Oil prices kicked off the week on a downbeat note, with both benchmarks pulling back more than1% from the year high recorded over the past seven days as concerns over a global oversupply mounted again.
As of 8.39am GMT on Monday (21 March), Brent Crude was 1.23% lower to $40.70 (£28.27, €36.17) a barrel, while West Texas Intermediate declined 1.68% to $40.46 a barrel after data released by industry firm Baker Hughes on 18 March showed the US rigs count rose for the first time since December.
Over the past 12 months, the number of oil rigs in the US has declined 66% to reach lows last seen in 2009 and last week's increase, albeit minimal, was the first increment after 12 consecutive weeks of cuts.

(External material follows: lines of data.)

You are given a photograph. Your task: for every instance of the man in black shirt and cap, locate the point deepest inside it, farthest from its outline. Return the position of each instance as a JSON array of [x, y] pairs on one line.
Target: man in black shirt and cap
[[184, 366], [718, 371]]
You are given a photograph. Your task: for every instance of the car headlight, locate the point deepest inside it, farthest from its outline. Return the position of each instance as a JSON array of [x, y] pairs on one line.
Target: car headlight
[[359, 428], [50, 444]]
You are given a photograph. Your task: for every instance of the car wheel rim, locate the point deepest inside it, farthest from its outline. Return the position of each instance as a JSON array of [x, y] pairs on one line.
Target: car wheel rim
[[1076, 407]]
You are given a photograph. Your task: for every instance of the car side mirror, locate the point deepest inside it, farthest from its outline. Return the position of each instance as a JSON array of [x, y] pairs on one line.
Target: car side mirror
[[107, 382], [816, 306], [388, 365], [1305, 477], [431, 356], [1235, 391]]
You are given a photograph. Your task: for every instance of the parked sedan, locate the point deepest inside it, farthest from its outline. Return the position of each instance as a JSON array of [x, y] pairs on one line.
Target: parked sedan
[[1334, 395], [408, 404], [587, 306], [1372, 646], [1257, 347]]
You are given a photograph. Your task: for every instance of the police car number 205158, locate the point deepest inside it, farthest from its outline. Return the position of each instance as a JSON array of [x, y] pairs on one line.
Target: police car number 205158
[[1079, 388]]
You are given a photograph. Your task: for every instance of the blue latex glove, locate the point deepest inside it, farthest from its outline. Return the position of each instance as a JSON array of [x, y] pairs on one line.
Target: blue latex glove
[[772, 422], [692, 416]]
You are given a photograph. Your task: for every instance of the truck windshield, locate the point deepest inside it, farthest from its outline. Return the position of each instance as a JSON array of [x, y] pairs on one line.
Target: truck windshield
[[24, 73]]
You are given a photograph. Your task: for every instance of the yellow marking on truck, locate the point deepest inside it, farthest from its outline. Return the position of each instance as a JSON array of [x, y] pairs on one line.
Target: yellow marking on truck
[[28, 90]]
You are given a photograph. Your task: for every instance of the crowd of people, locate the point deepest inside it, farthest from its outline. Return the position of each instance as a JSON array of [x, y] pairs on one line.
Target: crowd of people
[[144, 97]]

"This [the increase] indicates market concerns are resurfacing about global oversupply, with the resilient US shale industry the swing producer," said Michael Van Dulken, head of research at Accendo Markets.
Earlier this year, crude prices fell to a 12-year low after declining 75% in 18 months, with Brent Crude and WTI falling to $27 and $26 a barrel respectively. However, the price of a gallon of oil in the US has increased by approximately 25 cents over the past four weeks and the price of US crude reached its highest level since December early on 18 March.
An increase in oil consumption in the US, coupled with declining output and news the Organization of the Petroleum Exporting Countries (Opec) intended to freeze production at January levels have all contributed to the recent recovery.